For a moment, he appears to slip into adult lucidity and recognize that he could simply wear clothing that doesn’t draw such attention but snaps right back into his wide-eyed, exaggerated persona, demanding that perhaps everyone else should merely “normalize” the idea that women sometimes have bulges. To emphasize this, he begins to sing, “Women can have bulges, and that’s OK,” before getting to the point of the video that the problem comes down to average people noticing the bulge and judging him for it, or so he assumes. No actual judgment was described in the video beyond what he imagined others were thinking.

Mulvaney’s antics would be little more than eye-roll-inducing typical internet nonsense if the influencer wasn’t being simultaneously promoted by institutions such as Forbes, Ulta Beauty, and the White House. He is the face of not only what transgender activism represents but what being a woman means in 2022. You see, Mulvaney isn’t portraying himself as a person overcoming gender dysphoria and living their best life on their own terms. He portrays himself as the typical modern woman who is entitled to speak for all women and the issues they face.

Athey notes this important distinction, saying, “I will always pray that people suffering from gender dysphoria are able to find peace with who they are. However, I do not have any sympathy for those who play-act as women using hackneyed stereotypes, pretend to speak for us — and then have the stones to tell us we are the problem when we don’t comply with their delusion.” For me, this is the defining line in the sand. “Transgender women” are simply not women.

Like so many so-called transgender women, Mulvaney appears to be trapped in a loop where being a girl is an endless series of slumber parties, makeup tutorials, and being cute, sassy, and faux-empowered.
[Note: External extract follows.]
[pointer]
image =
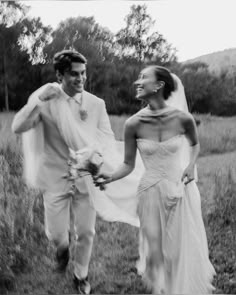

His idea of a woman is a fantasy, manufactured by movies and TV shows, where strong womanhood is epitomized by strutting down an NYC street in a tight dress and heels, arms confidently holding bags of designer clothes.

I had the same fantasy. As a child, being a girl represented safety and acceptance; as a teenager, it represented glamour and power; and as an adult, it represented freedom and fulfillment. But the truth was, and still is, I have absolutely no idea what being a woman means, and neither does Mulvaney. I was never a girl, and neither was he. We both experienced what it was like to not fit in with other boys, but we only imagined what it would be like to be a girl. No matter how vivid and compelling that fantasy was for either of us — and despite Mulvaney’s desperate attempts at making it real — it’s still a fantasy.

For most of the lifespan of this movement, the response from regular people has been little more than a raised eyebrow and a “live and let live” attitude. However, the tolerant worldview that prioritizes individual freedom over personal opinion is no longer enough to keep the lines between their life and your own clearly defined. As more individuals like Mulvaney are promoted as absolute authorities on womanhood, real women must stand up and challenge these offensive and inaccurate portrayals. 

As left-wing feminists have insisted for decades, I am not a woman, so I cannot defend what being a woman is. Ladies, it’s up to you.